Append paragraph numbers to text

I need to append sequential numbers to the front of every paragraph of some text. One solution is to use basic AppleScript made faster with a script object:

set theFile to (choose file of type "txt")
set numberedList to getNumberedList(theFile)

on getNumberedList(theFile)
	set theText to paragraphs of (read theFile)
	script o
		property theParagraphs : theText
		property numberedParagraphs : {}
	end script
	repeat with i from 1 to (count o's theParagraphs)
		set end of o's numberedParagraphs to (i as text) & ". " & (item i of o's theParagraphs)
	end repeat
	return o's numberedParagraphs
end getNumberedList

I’d prefer to use ASObjC, and this can be done with:

use framework "Foundation"
use scripting additions

set theFile to POSIX path of (choose file of type "txt")
set numberedArray to getNumberedArray(theFile)

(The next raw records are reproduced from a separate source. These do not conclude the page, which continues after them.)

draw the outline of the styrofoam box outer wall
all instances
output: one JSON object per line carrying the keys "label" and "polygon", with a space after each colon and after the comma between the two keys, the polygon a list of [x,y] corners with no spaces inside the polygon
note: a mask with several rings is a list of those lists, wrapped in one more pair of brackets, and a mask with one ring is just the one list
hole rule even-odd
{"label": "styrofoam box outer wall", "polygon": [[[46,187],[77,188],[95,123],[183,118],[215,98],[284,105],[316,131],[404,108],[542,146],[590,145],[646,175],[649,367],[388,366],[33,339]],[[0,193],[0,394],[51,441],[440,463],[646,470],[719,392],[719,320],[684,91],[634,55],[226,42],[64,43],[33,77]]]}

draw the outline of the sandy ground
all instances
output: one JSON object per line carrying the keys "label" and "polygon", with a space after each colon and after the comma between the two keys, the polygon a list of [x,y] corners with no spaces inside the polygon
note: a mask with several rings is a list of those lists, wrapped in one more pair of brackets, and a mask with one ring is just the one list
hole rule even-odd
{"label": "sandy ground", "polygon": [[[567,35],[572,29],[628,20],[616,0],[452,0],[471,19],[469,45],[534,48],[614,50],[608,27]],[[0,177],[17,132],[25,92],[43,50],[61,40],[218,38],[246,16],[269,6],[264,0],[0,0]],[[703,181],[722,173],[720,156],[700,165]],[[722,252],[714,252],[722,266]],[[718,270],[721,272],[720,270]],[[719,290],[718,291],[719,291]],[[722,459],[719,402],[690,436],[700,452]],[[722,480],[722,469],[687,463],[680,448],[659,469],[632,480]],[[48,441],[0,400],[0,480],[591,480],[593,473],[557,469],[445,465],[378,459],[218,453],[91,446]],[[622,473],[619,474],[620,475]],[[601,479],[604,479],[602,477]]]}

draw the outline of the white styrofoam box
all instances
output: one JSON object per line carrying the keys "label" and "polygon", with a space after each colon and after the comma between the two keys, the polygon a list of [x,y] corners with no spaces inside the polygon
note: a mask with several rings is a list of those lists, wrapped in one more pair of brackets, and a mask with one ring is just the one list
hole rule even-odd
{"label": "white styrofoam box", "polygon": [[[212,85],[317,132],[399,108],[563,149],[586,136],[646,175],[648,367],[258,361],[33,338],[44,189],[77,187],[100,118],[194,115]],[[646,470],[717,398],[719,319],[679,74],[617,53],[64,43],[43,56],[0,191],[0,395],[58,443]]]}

on getNumberedArray(theFile)
	set theString to current application's NSString's stringWithContentsOfFile:theFile encoding:(current application's NSUTF8StringEncoding) |error|:(missing value)
	set theDelimiters to (current application's NSCharacterSet's newlineCharacterSet())
	set theArray to (theString's componentsSeparatedByCharactersInSet:theDelimiters)
	set numberedParagraphs to current application's NSMutableArray's new()
	repeat with i from 1 to theArray's |count|()
		set aParagraph to (theArray's objectAtIndex:(i - 1))
		set aNumberedParagraph to current application's NSString's stringWithFormat_("%@. %@", i, aParagraph)
		(numberedParagraphs's addObject:aNumberedParagraph)
	end repeat
	return numberedParagraphs
end getNumberedArray

With a test file containing 1,441 paragraphs, the first script took 42 milliseconds and the second 160 milliseconds. I was able to make the second script about 25 percent faster by modifying the repeat loop in various respects, but that wasn’t enough to approach the timing result of the script object solution. Is there a faster ASObjC solution I’ve not considered? Thanks.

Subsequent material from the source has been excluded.